Energie

Eco-conditionnalité c’est parti !

Mots clés : Aide d'état - Bâtiment d’habitation individuel - Démarche environnementale - Efficacité énergétique

A partir du 1er septembre, les aides publiques à la rénovation énergétique des logements sont soumises à l’éco-conditionnalité. 

Elles sont 20.000 entreprises sur la ligne de départ. 20.000 entreprises porteuses de la mention « Reconnu garant de l’environnement » (RGE) prêtes à se lancer dans la course à la rénovation énergétique pour atteindre l’objectif gouvernemental de 500.000 logements rénovés par an d’ici 2017. En ce lundi 1er septembre entre en effet en vigueur l’éco-conditionnalité des aides publiques pour la rénovation énergétique des logements. En clair, les aides ne seront attribuées que si les travaux sont réalisés par un professionnel RGE. Dans un premier temps, cette éco-conditionnalité portera sur l’allocation de l’éco-PTZ. 

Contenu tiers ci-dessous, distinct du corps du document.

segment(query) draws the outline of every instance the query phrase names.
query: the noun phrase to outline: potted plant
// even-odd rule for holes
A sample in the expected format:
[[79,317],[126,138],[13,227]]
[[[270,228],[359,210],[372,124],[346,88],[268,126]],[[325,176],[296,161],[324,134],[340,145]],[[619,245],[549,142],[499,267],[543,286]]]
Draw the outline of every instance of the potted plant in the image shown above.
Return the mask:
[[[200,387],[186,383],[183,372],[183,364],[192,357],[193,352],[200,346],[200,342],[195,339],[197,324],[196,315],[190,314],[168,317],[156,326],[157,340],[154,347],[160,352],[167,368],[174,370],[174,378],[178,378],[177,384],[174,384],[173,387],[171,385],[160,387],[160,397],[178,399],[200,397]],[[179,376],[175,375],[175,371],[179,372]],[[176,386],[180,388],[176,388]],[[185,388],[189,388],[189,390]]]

L’objectif du gouvernement est de faciliter la distribution des éco-prêts à taux zéro (« éco-PTZ ») en simplifiant les procédures bancaires, et de passer de 30.000 à 100.000 prêts distribués par an. Pour les professionnels,

Concrètement, un ménage sollicitant un éco-PTZ fera réaliser avant sa demande de prêt, un devis de travaux. Deux cas de figure : ou bien l’entreprise RGE certifie elle-même l’éligibilité des travaux, ou elle soumet son devis à un organisme « tiers-vérificateur » qui le certifie et l’envoie à la banque.

 

Focus

Les textes réglementaires

Les textes mettant en place l’éco-conditionnalité des aides publiques à la rénovation thermique des logements sont parus le 17 juillet au Journal Officiel. Il s’agit du décret n° 2014-812 du 16 juillet 2014 « pris pour l’application du second alinéa du 2 de l’article 200 quater du code général des impôts et du dernier alinéa du 2 du I de l’article 244 quater U du code général des impôtsCrédit d’impôt / travaux » et les deux arrêtés du 16 juillet l’un « relatif aux conditions d’application de dispositions concernant les avances remboursables sans intérêts destinées au financement de travaux de rénovation » (en clair l’Eco-Ptz) et l’autre « relatif aux critères de qualifications requis pour le bénéfice du crédit d’impôt développement durable et des avances remboursables sans intérêts » (en clair le CIDD ).

 

Des aides supplémentaires

 

Pour compléter ces dispositifs, le microcrédit accompagné de rénovation énergétique pour les ménages modestes sera expérimenté d’ici la fin de l’année dans plusieurs départements, en partenariat avec le réseau des Sociétés anonymes coopératives d’intérêt collectif pour l’accession à la propriété (SACICAP).

 Et les aides publiques vont être renforcées :

– pour les travaux engagés entre le 1er septembre 2014 et le 31 décembre 2015, l’allègement fiscal sera simplifié et renforcé à hauteur de 30 % du montant de ces travaux, dès la première opération réalisée (dans la limite de 8 000 € pour une personne seule et de 16 000 € pour un couple) ;

– un « chèque énergie » va venir compléter le programme « Habiter mieux » de l’Anah pour aider les ménages aux revenus modestes à faire face à leurs factures d’énergie ;

– le tiers-financement sera facilité : les sociétés régionales seront mobilisées pour permettre d’avancer le coût des travaux aux particuliers. Le cadre juridique de ces sociétés de tiers-financement, prévu par la loi Alur, sera prochainement précisé par décret.

Le 1er janvier 2015, ce sera au tour du crédit d’impôt développement durable (CIDD) d’être « éco-conditionné ». D’ici là le secteur devra avoir atteint son objectif de 35.000 entreprises RGE.

 

Tout s’avoir sur l’éco-conditionnalité avec notre dossier A l’AFFICHE

Focus

RGE Etudes

La mention RGE ne concerne pas uniquement les travaux de rénovation mais également la conception des bâtiments neufs. Ainsi le 1er janvier 2015, en application de la circulaire du 18 juillet 2013 « Performance énergétique et accessibilité » il en ira de la responsabilité du donneur d’ordre de choisir des professionnels aux compétences reconnues pour construire des ouvrages complexes et des bâtiments de qualité environnementale. Dans cette optique, trois qualifications spécifiques ont été créées par l’OPQTECC : Management d’opération RGE, programmation architecturale et technique avec RGE, et Economiste de la construction RGE.